Moreover, our recent arrival in the West, displacing and often destroying native species Homo sapiens, birds, and others makes explaining unusual Native religions even more problematic. But arrogantly judging Hopi eagle-gathering without objective evidence or any personal knowledge does little for mutual understanding of people or environment.
The Hopis have dwelt on the Colorado Plateau for at least a millennium. Their adaptation to a landscape of little water requires near-legendary toughness and respect for the natural environment. Hopi religion is fundamentally attuned to the environment and its metaphysical underpinnings. The strongest surviving indigenous tradition in North America, Hopi religion focuses on seasonal and daily attention to preserving the world in balance. Appeal to deity operates through prayer, song and ritual. Like wafers and wine for Christian communicants, certain material elements are basic: cornmeal, tobacco-smoke, honey, and feathers. Pahos that include eagle feathers are perhaps the sine qua non, carrying human prayers to deities and ancestral spirits.

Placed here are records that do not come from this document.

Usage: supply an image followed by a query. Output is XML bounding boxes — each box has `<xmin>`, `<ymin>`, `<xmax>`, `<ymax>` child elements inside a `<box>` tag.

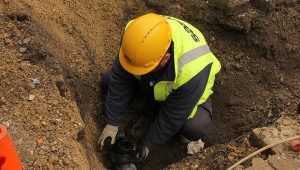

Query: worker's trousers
<box><xmin>100</xmin><ymin>69</ymin><xmax>212</xmax><ymax>141</ymax></box>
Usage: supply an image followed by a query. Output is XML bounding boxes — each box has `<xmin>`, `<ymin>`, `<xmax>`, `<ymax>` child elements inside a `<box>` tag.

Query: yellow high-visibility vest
<box><xmin>127</xmin><ymin>16</ymin><xmax>221</xmax><ymax>119</ymax></box>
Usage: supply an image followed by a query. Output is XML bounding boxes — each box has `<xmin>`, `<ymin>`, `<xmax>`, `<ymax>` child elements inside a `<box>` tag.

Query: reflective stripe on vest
<box><xmin>168</xmin><ymin>44</ymin><xmax>210</xmax><ymax>93</ymax></box>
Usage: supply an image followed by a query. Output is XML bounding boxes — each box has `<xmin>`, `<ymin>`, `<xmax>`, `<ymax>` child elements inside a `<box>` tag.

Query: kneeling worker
<box><xmin>98</xmin><ymin>13</ymin><xmax>221</xmax><ymax>161</ymax></box>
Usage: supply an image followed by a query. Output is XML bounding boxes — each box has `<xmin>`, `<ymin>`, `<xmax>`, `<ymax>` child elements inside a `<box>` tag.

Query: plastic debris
<box><xmin>187</xmin><ymin>139</ymin><xmax>204</xmax><ymax>155</ymax></box>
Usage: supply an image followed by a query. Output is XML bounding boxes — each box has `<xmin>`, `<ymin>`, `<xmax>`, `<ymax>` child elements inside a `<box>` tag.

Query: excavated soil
<box><xmin>0</xmin><ymin>0</ymin><xmax>300</xmax><ymax>170</ymax></box>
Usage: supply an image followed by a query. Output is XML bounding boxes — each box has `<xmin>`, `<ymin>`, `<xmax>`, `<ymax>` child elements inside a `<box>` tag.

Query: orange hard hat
<box><xmin>119</xmin><ymin>13</ymin><xmax>172</xmax><ymax>75</ymax></box>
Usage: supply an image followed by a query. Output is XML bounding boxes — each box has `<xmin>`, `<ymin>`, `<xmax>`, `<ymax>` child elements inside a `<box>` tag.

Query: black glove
<box><xmin>135</xmin><ymin>142</ymin><xmax>149</xmax><ymax>163</ymax></box>
<box><xmin>113</xmin><ymin>141</ymin><xmax>149</xmax><ymax>165</ymax></box>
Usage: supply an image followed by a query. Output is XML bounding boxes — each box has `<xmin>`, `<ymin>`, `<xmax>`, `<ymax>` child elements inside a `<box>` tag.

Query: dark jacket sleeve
<box><xmin>143</xmin><ymin>64</ymin><xmax>211</xmax><ymax>151</ymax></box>
<box><xmin>105</xmin><ymin>56</ymin><xmax>135</xmax><ymax>126</ymax></box>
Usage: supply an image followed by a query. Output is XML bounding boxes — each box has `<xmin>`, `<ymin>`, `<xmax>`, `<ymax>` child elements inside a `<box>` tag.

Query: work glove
<box><xmin>136</xmin><ymin>142</ymin><xmax>149</xmax><ymax>163</ymax></box>
<box><xmin>112</xmin><ymin>142</ymin><xmax>149</xmax><ymax>165</ymax></box>
<box><xmin>98</xmin><ymin>124</ymin><xmax>118</xmax><ymax>151</ymax></box>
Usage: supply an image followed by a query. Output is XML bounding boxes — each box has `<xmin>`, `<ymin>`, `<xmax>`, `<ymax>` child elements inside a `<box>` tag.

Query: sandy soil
<box><xmin>0</xmin><ymin>0</ymin><xmax>300</xmax><ymax>170</ymax></box>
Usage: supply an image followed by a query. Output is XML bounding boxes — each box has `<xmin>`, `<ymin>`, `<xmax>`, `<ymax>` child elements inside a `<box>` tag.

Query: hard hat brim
<box><xmin>119</xmin><ymin>46</ymin><xmax>160</xmax><ymax>75</ymax></box>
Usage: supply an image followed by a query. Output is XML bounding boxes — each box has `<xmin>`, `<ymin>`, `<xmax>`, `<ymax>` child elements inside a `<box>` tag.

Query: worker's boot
<box><xmin>130</xmin><ymin>93</ymin><xmax>161</xmax><ymax>140</ymax></box>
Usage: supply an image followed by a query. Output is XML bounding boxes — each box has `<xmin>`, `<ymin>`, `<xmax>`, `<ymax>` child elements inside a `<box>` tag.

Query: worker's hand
<box><xmin>98</xmin><ymin>124</ymin><xmax>118</xmax><ymax>151</ymax></box>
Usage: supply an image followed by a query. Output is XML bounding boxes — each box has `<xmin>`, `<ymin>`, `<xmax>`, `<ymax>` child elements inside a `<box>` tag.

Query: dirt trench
<box><xmin>0</xmin><ymin>0</ymin><xmax>300</xmax><ymax>169</ymax></box>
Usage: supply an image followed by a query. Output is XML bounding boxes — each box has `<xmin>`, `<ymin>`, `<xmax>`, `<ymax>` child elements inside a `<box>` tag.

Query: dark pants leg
<box><xmin>179</xmin><ymin>97</ymin><xmax>212</xmax><ymax>141</ymax></box>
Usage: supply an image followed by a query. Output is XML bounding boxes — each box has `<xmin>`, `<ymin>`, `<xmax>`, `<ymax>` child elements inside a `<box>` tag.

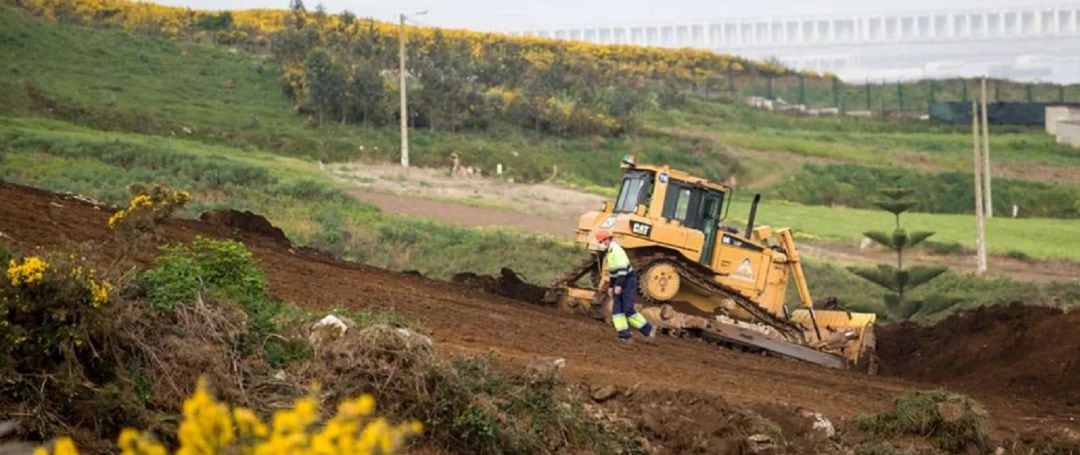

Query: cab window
<box><xmin>615</xmin><ymin>171</ymin><xmax>652</xmax><ymax>213</ymax></box>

"Eagles are our lifeline," as Percy Lomaquahu (whose name, coincidentally, means "beautiful eagle" used to put it. Without them, Hopis are cut off from their means to renew life forces. From a Hopi perspective, the world itself not only locally, but globally suffers serious problems without their religious intervention. Hopis have special relationships with many species, but eagles are qapaysoq hìitu, truly exceptional: They are human beings in another form. Each clan in each village only has certain nesting areas it may visit. The rules are strict, ensuring preservation of the population from year to year.